When to Use VocabularyBridge vs Knowledge Layer
| Use Case | Tool | Why |
|---|---|---|
| Map source terms to standard concepts | Knowledge Layer (BM25s/FAISS/Hybrid) | Fuzzy search, handles typos and synonyms |
| Map known concept IDs between vocabularies | VocabularyBridge | Direct lookup via Athena relationships |
| Build crosswalk tables (e.g., ICD10 → SNOMED) | VocabularyBridge | Complete mapping from relationships |
| Cross-standard mapping transforms | VocabularyBridge | Translates concept IDs in field transforms |
Setup
VocabularyBridge uses the same Athena download directory -- specifically CONCEPT.csv (for concept
lookups) and CONCEPT_RELATIONSHIP.csv (for cross-vocabulary relationships).
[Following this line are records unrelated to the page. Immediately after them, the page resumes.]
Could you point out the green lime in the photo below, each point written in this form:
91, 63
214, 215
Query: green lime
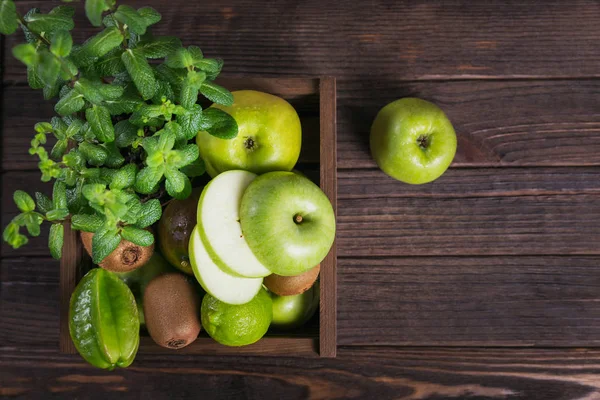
237, 325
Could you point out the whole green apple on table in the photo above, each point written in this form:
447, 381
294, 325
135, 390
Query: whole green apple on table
239, 255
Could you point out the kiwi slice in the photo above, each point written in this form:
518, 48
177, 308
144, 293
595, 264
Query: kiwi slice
292, 285
172, 310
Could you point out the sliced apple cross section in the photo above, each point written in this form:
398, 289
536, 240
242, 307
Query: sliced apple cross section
219, 225
225, 287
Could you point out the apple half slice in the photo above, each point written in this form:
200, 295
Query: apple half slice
227, 288
219, 225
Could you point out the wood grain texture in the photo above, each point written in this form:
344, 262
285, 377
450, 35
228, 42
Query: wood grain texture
506, 123
474, 301
328, 181
380, 39
366, 373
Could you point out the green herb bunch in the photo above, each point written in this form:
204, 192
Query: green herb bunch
127, 117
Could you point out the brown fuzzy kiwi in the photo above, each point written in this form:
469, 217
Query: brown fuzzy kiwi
126, 257
172, 309
292, 285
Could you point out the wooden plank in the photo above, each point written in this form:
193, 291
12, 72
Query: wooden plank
328, 181
506, 123
470, 301
498, 123
406, 40
522, 213
381, 373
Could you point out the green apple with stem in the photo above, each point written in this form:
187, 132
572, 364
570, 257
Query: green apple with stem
293, 311
269, 136
412, 141
228, 288
287, 221
219, 225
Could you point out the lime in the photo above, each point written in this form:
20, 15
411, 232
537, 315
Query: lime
237, 325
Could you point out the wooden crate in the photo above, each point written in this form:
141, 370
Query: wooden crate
315, 101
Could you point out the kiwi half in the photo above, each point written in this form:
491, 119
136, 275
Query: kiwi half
126, 257
172, 311
292, 285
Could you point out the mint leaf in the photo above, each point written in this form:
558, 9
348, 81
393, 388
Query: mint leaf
8, 17
130, 17
61, 43
125, 133
49, 22
23, 201
56, 240
147, 180
150, 213
216, 93
43, 202
26, 53
86, 222
137, 236
71, 103
99, 119
104, 242
219, 124
159, 47
94, 10
94, 154
150, 15
141, 73
190, 121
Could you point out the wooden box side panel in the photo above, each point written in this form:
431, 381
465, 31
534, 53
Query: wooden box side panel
328, 166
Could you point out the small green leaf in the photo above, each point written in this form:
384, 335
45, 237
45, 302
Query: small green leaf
8, 17
104, 242
130, 17
150, 15
61, 43
191, 121
94, 154
159, 47
141, 73
99, 119
150, 213
216, 93
59, 195
51, 22
26, 53
23, 201
138, 236
147, 180
94, 10
125, 133
71, 103
86, 222
43, 202
48, 67
219, 124
56, 240
57, 214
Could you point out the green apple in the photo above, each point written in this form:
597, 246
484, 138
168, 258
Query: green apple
287, 221
219, 225
269, 136
293, 311
412, 141
225, 287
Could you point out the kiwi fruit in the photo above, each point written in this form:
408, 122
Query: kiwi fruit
126, 257
292, 285
175, 228
172, 311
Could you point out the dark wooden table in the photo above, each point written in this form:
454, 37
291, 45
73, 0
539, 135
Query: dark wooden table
485, 283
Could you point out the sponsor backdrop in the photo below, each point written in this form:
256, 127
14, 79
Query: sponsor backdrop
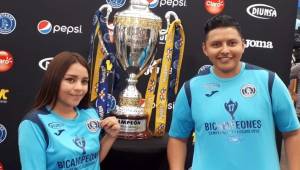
28, 40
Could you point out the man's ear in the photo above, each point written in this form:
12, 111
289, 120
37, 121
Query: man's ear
204, 48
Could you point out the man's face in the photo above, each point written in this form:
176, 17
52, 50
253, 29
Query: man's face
224, 47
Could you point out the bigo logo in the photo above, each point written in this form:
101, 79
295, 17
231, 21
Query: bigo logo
6, 61
214, 6
45, 62
3, 95
45, 27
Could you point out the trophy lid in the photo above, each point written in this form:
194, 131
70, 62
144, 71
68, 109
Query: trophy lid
138, 9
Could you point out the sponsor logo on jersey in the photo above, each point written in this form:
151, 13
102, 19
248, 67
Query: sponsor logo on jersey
153, 3
3, 133
3, 95
80, 162
116, 3
59, 132
43, 64
212, 88
45, 27
259, 44
55, 125
6, 61
93, 125
80, 143
7, 23
262, 11
214, 6
211, 93
248, 90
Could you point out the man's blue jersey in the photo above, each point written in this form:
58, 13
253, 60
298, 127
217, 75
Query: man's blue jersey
49, 141
234, 119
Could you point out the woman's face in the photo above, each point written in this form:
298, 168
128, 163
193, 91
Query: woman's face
73, 86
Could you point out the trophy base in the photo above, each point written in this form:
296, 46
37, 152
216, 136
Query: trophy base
133, 127
134, 135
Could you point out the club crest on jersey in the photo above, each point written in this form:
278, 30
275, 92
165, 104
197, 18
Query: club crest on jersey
248, 90
93, 125
80, 143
from portiere.knowledge import VocabularyBridge
bridge = VocabularyBridge(
athena_path="./data/athena/",
vocabularies=["SNOMED", "LOINC", "RxNorm", "ICD10CM"], # optional filter
)
The vocabularies parameter is optional. When provided, only concepts from those vocabularies
are loaded into memory, reducing memory usage for large Athena downloads.
Key Files Used
| File | Used By | Purpose |
|---|---|---|
CONCEPT.csv | Both Knowledge Layer and VocabularyBridge | Concept metadata (ID, name, vocabulary, domain) |
CONCEPT_SYNONYM.csv | Knowledge Layer only | Alternative names for search |
CONCEPT_RELATIONSHIP.csv | VocabularyBridge only | Cross-vocabulary relationships |
CONCEPT_ANCESTOR.csv | Not yet used | Hierarchical ancestry (future) |
Relationship Types
VocabularyBridge indexes these relationship types:
Maps to/Mapped from-- Equivalence mappings (default formap_concept())Is a/Subsumes-- Hierarchical relationships (used for broader/narrower lookups)
Examples
# Map an OMOP concept to SNOMED
results = bridge.map_concept(4329847, target_vocabulary="SNOMED")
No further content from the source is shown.